23 décembre 2025

Les articles des Bulletins Académiques

BA340 - L’IA au service de la pression managériale

"Une stratégie pour l’IA"
Lors de sa visite du salon Educatech Expo, le 21 novembre dernier, le ministre E. Geffray indiquait : « on a une stratégie pour l’IA en éducation ». Il indiquait alors que l’intelligence artificielle pouvait « servir aux progrès des élèves » et à la « remédiation ».
Des propos qui pourraient laisser penser que l’Éducation nationale se contenterait d’ajouter l’intelligence artificielle à sa panoplie d’outils et de dispositifs « périphériques » aux apprentissages, « au service » des missions de l’École publique.

IA partout...
En réalité, et même si des outils existent ou sont en développement concernant l’aide aux élèves, l’Éducation nationale déploie l’intelligence artificielle tous azimuts et invite toutes les catégories de personnel à l’exploiter. Webinaires, stages EAFC, "construction de situations d’enseignement et d’apprentissage prenant en compte la diversité des élèves", aide aux devoirs, parcours d’orientation, accompagnement des élèves en situation de handicap.... Toutes et tous, nous aurions à gagner à intégrer l’IA à nos pratiques pour « libérer du temps » (enfin !), et puis finalement, l’IA étant « déjà là » chez les élèves, nous n’aurions pas d’autres choix que de « nous y mettre ».

Autonomie nulle part ?
Bien sûr, le fait qu’E. Geffray ait été en charge de la DGESCO auprès de J.-M. Blanquer devrait suffire à mettre en alerte notre système immunitaire professionnel, voire à le saturer.

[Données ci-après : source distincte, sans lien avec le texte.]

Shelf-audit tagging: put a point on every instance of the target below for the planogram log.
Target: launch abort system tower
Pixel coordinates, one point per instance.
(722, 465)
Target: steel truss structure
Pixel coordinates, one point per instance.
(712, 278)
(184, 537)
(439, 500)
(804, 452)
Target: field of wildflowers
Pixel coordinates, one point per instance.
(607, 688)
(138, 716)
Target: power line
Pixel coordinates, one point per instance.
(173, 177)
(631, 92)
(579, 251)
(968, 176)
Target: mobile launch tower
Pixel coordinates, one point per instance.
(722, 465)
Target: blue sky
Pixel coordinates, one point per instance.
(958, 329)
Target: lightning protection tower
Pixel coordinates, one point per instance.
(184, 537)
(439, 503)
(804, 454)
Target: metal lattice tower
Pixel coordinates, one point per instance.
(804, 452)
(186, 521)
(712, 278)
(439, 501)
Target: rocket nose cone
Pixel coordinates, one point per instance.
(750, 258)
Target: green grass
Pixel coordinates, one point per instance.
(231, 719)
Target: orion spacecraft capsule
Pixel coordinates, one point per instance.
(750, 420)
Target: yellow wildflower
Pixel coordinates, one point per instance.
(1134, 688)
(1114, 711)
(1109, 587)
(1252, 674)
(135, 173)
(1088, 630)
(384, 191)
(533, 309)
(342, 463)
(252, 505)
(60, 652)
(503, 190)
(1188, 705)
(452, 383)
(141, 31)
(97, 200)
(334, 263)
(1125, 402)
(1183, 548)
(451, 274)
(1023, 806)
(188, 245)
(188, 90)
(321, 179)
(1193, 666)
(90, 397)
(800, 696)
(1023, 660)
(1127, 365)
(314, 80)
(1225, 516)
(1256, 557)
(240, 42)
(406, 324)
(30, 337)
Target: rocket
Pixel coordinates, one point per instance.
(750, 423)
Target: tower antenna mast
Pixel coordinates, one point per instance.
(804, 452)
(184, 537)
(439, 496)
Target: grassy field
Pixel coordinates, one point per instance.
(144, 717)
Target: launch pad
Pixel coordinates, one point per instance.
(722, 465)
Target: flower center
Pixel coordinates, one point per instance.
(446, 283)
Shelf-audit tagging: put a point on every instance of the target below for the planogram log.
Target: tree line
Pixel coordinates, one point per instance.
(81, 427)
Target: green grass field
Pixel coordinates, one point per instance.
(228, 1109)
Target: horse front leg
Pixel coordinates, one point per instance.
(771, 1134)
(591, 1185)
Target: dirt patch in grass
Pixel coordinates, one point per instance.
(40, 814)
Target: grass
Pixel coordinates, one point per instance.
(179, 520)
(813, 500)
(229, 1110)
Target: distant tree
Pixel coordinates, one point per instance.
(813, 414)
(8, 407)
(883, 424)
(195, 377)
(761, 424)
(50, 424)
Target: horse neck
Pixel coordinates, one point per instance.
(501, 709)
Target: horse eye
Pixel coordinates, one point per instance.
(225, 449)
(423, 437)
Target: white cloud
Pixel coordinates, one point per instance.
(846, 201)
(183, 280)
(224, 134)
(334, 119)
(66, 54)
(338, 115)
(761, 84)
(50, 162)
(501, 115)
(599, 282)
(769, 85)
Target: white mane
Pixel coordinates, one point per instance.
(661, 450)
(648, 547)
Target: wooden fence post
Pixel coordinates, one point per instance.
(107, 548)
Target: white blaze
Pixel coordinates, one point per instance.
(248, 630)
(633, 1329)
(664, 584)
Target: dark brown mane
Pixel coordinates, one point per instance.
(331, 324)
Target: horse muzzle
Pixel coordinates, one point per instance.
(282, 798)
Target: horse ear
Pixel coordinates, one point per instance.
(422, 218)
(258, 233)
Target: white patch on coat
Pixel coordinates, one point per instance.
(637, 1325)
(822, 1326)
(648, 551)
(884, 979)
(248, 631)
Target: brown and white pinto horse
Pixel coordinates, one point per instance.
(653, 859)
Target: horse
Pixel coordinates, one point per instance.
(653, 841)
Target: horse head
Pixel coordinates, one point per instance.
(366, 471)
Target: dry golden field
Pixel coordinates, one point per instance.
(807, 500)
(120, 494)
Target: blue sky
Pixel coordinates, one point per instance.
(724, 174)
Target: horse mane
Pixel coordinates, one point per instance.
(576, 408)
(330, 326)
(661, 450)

Mais au-delà du parcours de l’actuel ministre, on peut s’inquiéter du refus de discuter, collectivement et démocratiquement, de l’usage de cette technologie dans l’éducation. Avec Juan Sebastian Carbonell, sociologue qui interviendra dans notre prochain stage sur les enjeux de l’IA dans l’éducation, nous poserons la question des risques que présente cette technologie pour nos métiers : intensification du travail, multiplication des missions, nouvelle organisation du travail qui vise à réduire (encore) l’autonomie professionnelle au profit des cheffes de service, à priver nos métiers de leur dimension créative pour les découper en tâches protocolisées… Face à la promesse de ce « taylorisme augmenté * », au service de la pression managériale, la résistance collective s’organise.

Jean-François Carémel

*Juan Sebastian Carbonell, Un taylorisme augmenté. Critique de l’intelligence artificielle. Editons Amsterdam, 2025.